We drove in silence from our house to Park Square and right past Dr. F.’s office, and then my mother pulled a U-turn in the new station wagon and parked in front of Besse-Clarke. And still neither of us said anything. We were almost equals by then in our ability not to express a normal human response to things like sudden U-turns or scalding hot water in the dishpan or an imminent leave-taking. I was not unimpressed by my mother’s correct estimation of the turning radius of the Oldsmobile, but I kept my tongue against the back of my teeth instead of smiling. She turned her face away from mine and stared at The Bridge. I figured I knew what she was going to say.

She didn’t say anything. My mother surprised me by leading me into a pet store. We’d had one dog, and he’d died not long after my father. We’d never replaced either of them. I pitied people who kept pets, as I pitied people who planted showy, ornamental flower gardens. They were squandering time and money doing exactly what we weren’t doing: They were trying to patch up the holes in their hearts. Joe, on the other hand, tried for years to get permission to keep just about every kind of rodent that wouldn’t kill you if it got loose, but he never prevailed.

My mother said hello to the bald, mustachioed man behind the counter. He was wearing a green smock, as if maybe he also worked part-time as Dr. F.’s dental hygienist.

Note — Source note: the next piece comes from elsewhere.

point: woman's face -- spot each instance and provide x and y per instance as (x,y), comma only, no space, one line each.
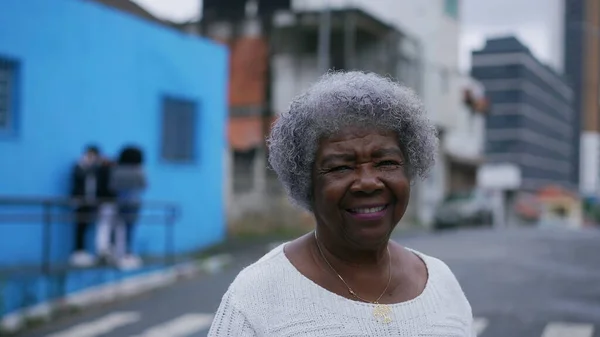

My mother tapped on a few of the cages and smiled sadly when the tiny cats and dogs scurried through the wood shavings to lick her finger. There were a lot of birds that didn’t belong in the Berkshires complaining in cages in the back of the store. I pretended I might buy a painted ceramic dog-food bowl. None of us said anything until my mother said, “Thank you very much,” and led me back to the car.

There were two guys seated on the sidewalk across the street, their backs against the wall of The Bridge, rolling joints. My mother said I could drive, which always pleased me and her, I think, though you couldn’t have proved it. Just before The Bridge dropped out of my rear-view mirror, my mother said, That man I said hello to in the pet store? He graduated from Harvard.